Я повернулась в тот миг, когда тело Танаки обмякло в руках держащих его гвардейцев. Его голова не покатилась, а просто лежала на щеке, и голубые глаза смотрели на ноги тех, кто должен был стать его вассалами.
И тут из толпы раздался голос:
– Да здравствует император Кин!
– Да здравствует император Кин! – подхватили придворные, и в центре зала зародилась и побежала волна поклонов.
Глава 11
Рах
Весь лагерь перешептывался о войне, но чувство вины не давало мне отойти от раненых Клинков и уделить внимание планам наших тюремщиков. Гем по-прежнему лежал в испарине и стонал. Фесселю было ненамного лучше, а Хаматет и Амун не могли удержать в себе ни еду, ни воду.
– У нас поначалу тоже были такие, – сказала Мемат, вытирая со щеки Хаматета потеки рвоты и будто не замечая этого. – От здешней еды у меня самой до сих пор иногда бывают расстройства.
Я взял у нее тряпку и прополоскал в ведре.
– Они поправились, ваши Клинки?
– Некоторые.
Позади нее Йитти поморщился. Он принял постоянное присутствие целительницы рода Намалака так же молча, как принимал все остальное.

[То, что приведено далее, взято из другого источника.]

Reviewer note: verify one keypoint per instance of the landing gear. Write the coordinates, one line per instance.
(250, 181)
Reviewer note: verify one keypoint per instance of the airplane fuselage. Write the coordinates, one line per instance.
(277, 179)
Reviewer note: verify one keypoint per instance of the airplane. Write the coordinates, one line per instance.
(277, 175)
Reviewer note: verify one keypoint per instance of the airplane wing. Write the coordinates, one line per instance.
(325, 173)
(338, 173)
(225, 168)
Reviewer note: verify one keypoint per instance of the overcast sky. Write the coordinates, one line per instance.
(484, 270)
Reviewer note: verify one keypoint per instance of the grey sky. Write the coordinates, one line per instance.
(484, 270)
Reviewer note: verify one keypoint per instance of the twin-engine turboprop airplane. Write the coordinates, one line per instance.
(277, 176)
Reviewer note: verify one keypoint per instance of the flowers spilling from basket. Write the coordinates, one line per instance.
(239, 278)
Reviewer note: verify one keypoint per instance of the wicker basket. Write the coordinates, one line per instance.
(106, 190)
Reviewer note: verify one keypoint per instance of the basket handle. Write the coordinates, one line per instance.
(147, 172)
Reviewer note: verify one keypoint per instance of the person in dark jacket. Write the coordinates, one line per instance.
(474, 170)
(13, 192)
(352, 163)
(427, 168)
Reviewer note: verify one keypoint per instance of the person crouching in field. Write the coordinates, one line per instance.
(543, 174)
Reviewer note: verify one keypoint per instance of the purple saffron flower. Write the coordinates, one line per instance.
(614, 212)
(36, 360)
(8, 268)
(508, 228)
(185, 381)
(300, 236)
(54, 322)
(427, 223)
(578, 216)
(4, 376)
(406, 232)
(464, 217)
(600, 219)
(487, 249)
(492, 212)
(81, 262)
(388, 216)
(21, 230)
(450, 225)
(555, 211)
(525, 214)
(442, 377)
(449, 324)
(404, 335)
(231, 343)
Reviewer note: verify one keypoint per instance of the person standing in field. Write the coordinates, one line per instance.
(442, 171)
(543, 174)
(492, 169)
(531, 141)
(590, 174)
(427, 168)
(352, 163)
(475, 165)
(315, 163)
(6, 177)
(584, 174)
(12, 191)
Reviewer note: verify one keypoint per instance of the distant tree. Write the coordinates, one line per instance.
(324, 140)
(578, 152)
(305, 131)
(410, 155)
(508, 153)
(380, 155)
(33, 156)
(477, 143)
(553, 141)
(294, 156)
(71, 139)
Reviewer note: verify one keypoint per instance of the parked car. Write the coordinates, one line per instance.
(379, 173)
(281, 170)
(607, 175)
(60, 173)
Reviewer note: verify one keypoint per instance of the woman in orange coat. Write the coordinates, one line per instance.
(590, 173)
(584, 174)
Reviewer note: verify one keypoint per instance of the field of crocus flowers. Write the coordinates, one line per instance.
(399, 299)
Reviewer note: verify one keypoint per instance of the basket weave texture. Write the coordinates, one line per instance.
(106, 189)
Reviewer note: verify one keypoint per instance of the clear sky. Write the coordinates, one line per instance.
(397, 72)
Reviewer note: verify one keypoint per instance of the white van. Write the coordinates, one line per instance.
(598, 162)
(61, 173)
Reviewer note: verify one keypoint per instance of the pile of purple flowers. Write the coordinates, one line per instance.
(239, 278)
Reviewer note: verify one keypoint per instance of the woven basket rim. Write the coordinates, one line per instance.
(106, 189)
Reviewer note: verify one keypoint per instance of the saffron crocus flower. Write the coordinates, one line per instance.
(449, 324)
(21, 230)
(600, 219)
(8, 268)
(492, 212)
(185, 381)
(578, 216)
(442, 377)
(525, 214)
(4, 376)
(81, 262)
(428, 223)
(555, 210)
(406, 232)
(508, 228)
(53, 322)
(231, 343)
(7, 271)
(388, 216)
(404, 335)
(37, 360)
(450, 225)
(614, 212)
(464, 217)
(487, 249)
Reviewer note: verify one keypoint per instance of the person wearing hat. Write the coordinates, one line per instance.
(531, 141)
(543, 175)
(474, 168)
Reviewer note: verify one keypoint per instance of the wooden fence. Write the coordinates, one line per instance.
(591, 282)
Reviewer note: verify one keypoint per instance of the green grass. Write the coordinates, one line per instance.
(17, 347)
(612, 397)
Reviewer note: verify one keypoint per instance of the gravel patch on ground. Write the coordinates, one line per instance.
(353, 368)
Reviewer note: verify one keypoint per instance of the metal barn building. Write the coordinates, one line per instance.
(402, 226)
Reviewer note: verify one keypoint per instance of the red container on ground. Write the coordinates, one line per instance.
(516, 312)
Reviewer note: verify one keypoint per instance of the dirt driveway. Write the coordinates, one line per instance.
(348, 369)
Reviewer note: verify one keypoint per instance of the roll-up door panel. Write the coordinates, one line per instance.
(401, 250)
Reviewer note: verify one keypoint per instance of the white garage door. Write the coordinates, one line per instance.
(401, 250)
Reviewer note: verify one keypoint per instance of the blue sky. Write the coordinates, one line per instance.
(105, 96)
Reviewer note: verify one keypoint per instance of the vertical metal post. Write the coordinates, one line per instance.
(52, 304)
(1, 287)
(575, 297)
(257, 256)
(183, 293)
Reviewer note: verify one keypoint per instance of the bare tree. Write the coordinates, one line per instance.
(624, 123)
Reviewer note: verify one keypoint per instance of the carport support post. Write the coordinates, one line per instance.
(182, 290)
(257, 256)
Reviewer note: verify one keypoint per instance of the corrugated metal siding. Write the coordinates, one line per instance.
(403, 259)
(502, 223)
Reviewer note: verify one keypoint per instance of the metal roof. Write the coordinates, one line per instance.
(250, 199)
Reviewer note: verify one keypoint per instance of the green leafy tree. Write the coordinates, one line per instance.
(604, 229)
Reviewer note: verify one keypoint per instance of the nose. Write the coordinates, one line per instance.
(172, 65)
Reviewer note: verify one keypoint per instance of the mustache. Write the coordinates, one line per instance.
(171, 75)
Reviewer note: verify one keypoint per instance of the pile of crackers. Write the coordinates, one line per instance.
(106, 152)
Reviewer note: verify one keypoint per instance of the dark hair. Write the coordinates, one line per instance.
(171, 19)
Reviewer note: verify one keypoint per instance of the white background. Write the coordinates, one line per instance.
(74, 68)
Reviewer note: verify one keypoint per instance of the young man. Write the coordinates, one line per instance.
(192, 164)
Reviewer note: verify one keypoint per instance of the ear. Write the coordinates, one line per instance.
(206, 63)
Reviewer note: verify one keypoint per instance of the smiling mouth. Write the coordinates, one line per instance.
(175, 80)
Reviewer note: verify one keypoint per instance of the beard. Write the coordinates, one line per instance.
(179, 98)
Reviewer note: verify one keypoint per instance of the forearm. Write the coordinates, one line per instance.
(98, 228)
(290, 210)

Она приходила и уходила с другими целителями, но в первые дни после нашего прибытия чаще всего ее можно было застать склонившейся над нашими ранеными или выполняющей поручения Йитти раздобыть что-нибудь.
– Мы можем сделать только то, что можем, – сказал он, переворачивая тряпку на лбу Гема, прежде чем вернуться к растиранию корней омока. – Мем, нам нужно…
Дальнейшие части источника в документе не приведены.